Your second approach is correct.
You want to prove that $X = \mathbb{N}$
For being $X$ a subset of $\mathbb{N}$ , then $X \subset\mathbb{N}$
Now we have to proof that $\mathbb{N}\subset X$
So let be $n \in\mathbb{N}$, then it exist some $k \in\mathbb{N}$ with $n=2^{k+1}-p$, where p$\leq k$
For i): $1 \in X \Rightarrow 2 \in X$$\;$ for ii)
For ii) again: $2 \in X \Rightarrow 2^{k+1} \in X \Rightarrow 2^{k+1}-p \in X$ $\;$(because of iii)
So $\mathbb{N}\subset X$
And then $X = \mathbb{N}$

Answer 2

First, I assume that when you say $X$ is a partition of $\mathbb N^*$, you mean that $X$ is a subset of $\mathbb N^*$.

"Obviously" $X \subseteq \mathbb N^*$. If would be good that you provide simple arguments on the why.

Let's prove conversely that $\mathbb N^* \subseteq X$ by induction:

• $1 \in X$ by hypothesis.
• Suppose that for $n \ge 1$, we have $\{1, \dots, n \} \subseteq \mathbb N^*$ and let's prove that $\{1, \dots, n+1 \} \subseteq \mathbb N^*$.

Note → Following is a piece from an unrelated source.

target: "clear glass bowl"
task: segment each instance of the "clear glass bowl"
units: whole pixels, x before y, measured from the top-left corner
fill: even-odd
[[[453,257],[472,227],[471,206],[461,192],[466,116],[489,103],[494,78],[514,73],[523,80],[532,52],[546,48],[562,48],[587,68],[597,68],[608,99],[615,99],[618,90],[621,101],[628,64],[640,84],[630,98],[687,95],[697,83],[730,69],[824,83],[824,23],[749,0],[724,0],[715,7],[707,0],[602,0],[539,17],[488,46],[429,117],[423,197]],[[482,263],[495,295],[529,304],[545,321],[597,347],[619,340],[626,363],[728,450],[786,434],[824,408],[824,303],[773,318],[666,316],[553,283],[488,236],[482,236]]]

If $n = 2p$ is even then by induction hypothesis, $p \in X$. And as $p + 1 \le 2p$, you also have $p+1 \in X$ and by hypothesis ii) $2(p+1) = 2p+2 \in X$. Therefore by hypothesis iii) $n+1 = 2p+1 = 2(p+2) - 1 \in X$.

And if $n = 2p+1$ is odd, $p +1$ also belongs to $X$ by induction hypothesis as $1 \le p+1 \le 2p+1$. Therefore $n+1 = 2(p+1)$ is in $X$ by hypothesis ii).

Answer 3

I like your second approach. We can formalise your second approach in easy stages like this:

Lemma if $n \in X$, then so is every $m \in \Bbb{N}^*$ with $m < n$.

Proof induction on $n - m$ using rule (iii).

Lemma if $m \in \Bbb{N}^*$, then there is $n \in X$ with $m < n$.

Proof by rules (i) and (ii) and induction, $2^k \in X$ for every $k \in \Bbb{N}$. As the $2^k$ are unbounded there is $k$ such that $m < 2^k$ and we may take $n = 2^k$.

Theorem $X = \Bbb{N}^*$

Proof from the second lemma, if $m \in \Bbb{N}^*$, there is an element $n$ of $X$ with $m < n$ and then from the first lemma $m \in X$.

[Aside: to prove that the $2^k$ are unbounded, you prove by induction on $m$ that for every $m \in \Bbb{N}^*$, there is a $k$ with $m < 2^k$, with $m=1$ and $k =1$ in the base case. Your approach requires three inductions rather than one, but is much closer to the intuition behind the rules.]